What Is A ‘Sophisticated’ Investor?

Everywhere I look in the investment media someone is talking about alternative investments. This is what the sophisticated investor is looking for. Many are still smarting from the tech crash of the early 2000’s and more recently the 2008 housing crash. They feel there must be a better way, at least for sophisticated investors like them.

English: Bernard Madoff's mugshot
English: Bernard Madoff’s mugshot (Photo credit: Wikipedia)

Your wish is my command. The Wall Street bullies have a ‘product’ for every season. You want alternative investments you got them. These alternative investments can include:

  • Managed futures
  • Private equity
  • Long/short ETFs
  • Leveraged products
  • Commodities (including gold)
  • Hedge funds
  • Real estate

Of course, this list is not all inclusive. But the message is clear these ‘products’ are for ‘sophisticated’ investors looking to juice up their returns. The pain of the recent crashes is fresh on their minds and they want to avoid the pain. This is a prime example of gambling and speculating with their investment dollars. This is not prudent investing.

The equity markets include all of the above. The Wall Street bullies are just telling you to overload in a specific market sector. Many of the above are described as inflation hedges. Except when you look closely. The inflation is not nearly as volatile as the alternative asset classes used to hedge it. WHAT???

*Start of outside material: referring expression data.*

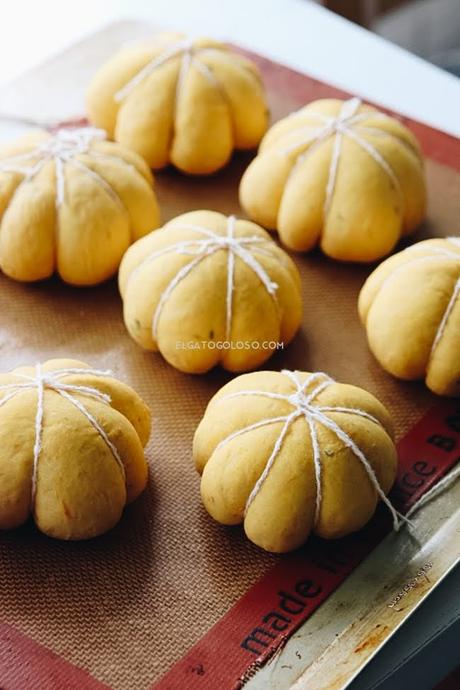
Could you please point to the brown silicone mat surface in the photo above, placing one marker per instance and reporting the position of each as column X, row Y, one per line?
column 127, row 605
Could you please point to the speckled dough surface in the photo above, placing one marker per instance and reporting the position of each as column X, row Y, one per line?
column 410, row 306
column 285, row 452
column 209, row 289
column 71, row 203
column 338, row 174
column 180, row 101
column 71, row 448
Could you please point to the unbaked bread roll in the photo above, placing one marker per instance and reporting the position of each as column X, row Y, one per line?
column 208, row 290
column 180, row 101
column 71, row 448
column 410, row 307
column 289, row 453
column 72, row 203
column 338, row 174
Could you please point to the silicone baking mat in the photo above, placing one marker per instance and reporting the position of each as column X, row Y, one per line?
column 121, row 610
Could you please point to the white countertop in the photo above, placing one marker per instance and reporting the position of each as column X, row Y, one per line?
column 297, row 33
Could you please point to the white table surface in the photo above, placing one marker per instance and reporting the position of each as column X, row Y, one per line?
column 297, row 33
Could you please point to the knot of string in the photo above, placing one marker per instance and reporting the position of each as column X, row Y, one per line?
column 344, row 125
column 207, row 244
column 188, row 53
column 62, row 148
column 304, row 404
column 52, row 381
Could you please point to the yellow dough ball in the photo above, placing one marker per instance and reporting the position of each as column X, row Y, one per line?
column 71, row 448
column 289, row 453
column 410, row 307
column 72, row 203
column 180, row 101
column 209, row 289
column 338, row 174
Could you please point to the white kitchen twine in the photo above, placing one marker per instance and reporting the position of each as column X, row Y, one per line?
column 62, row 148
column 188, row 53
column 51, row 380
column 211, row 243
column 346, row 124
column 302, row 401
column 435, row 253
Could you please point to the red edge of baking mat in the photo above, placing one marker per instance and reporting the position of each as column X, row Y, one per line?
column 27, row 665
column 441, row 147
column 267, row 615
column 289, row 593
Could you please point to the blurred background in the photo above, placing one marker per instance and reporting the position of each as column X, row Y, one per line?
column 429, row 28
column 388, row 52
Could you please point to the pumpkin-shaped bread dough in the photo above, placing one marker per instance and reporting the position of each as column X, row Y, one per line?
column 207, row 290
column 337, row 174
column 72, row 203
column 289, row 453
column 410, row 307
column 180, row 101
column 71, row 448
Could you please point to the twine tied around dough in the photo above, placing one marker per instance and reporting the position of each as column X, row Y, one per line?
column 435, row 253
column 51, row 380
column 346, row 124
column 188, row 53
column 62, row 148
column 210, row 243
column 302, row 400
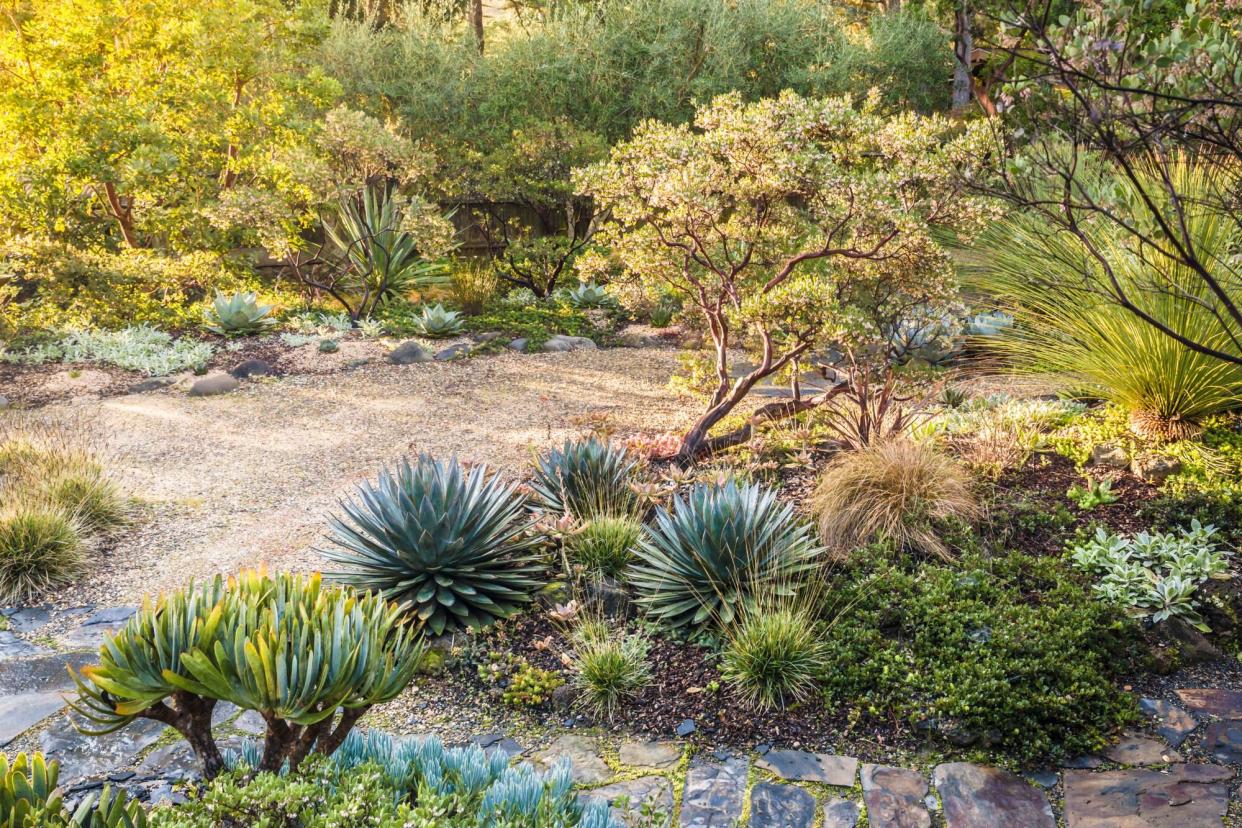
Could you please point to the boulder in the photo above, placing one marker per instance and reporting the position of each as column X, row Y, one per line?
column 409, row 353
column 214, row 384
column 563, row 343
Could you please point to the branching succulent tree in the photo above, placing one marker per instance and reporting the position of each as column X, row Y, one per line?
column 789, row 224
column 288, row 647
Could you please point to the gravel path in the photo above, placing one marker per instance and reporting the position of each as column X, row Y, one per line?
column 246, row 478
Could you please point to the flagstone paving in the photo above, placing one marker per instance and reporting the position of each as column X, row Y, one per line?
column 1180, row 771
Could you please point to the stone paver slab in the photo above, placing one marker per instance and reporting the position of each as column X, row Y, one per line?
column 714, row 793
column 781, row 806
column 660, row 755
column 894, row 797
column 976, row 796
column 804, row 766
column 841, row 813
column 1222, row 740
column 1173, row 723
column 588, row 767
column 1226, row 704
column 1137, row 749
column 646, row 801
column 1185, row 796
column 20, row 711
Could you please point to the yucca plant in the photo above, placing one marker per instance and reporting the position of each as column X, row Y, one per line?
column 287, row 646
column 703, row 561
column 1067, row 323
column 383, row 257
column 437, row 323
column 586, row 478
column 453, row 544
column 237, row 313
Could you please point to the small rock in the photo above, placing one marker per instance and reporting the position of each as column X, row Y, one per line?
column 1173, row 723
column 658, row 755
column 563, row 343
column 1135, row 749
column 455, row 351
column 780, row 806
column 213, row 385
column 251, row 368
column 1110, row 456
column 407, row 353
column 1155, row 469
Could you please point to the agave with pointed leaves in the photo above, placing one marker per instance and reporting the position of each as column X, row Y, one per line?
column 236, row 314
column 588, row 478
column 455, row 544
column 704, row 559
column 437, row 322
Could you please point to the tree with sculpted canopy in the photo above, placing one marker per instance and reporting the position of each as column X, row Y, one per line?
column 789, row 224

Predictions and forecasts can all be rationalized after they are wrong. ‘It didn’t happen like I said it would because…column A, column B or whatever’.

Whether you are a ‘sophisticated investor or not working with an investor coach/fiduciary adviser will lead to successful results, long term. Each investors needs to develop their own portfolio and understand the level of risk they are assuming.

Remember Bernie Madoff had hundreds of ‘sophisticated’ investors looking to avoid losses and earn superior returns.

Stop empowering the Wall Street bullies and follow three simple rules of prudent investing:

  • Own equities and high quality short term fixed income.
  • Globally diversify.
  • Rebalance.

Although these are simple rules they have proven very difficult for individual investors to follow, consistently. In most if not all cases it will require the assistance of an investor coach/fiduciary adviser.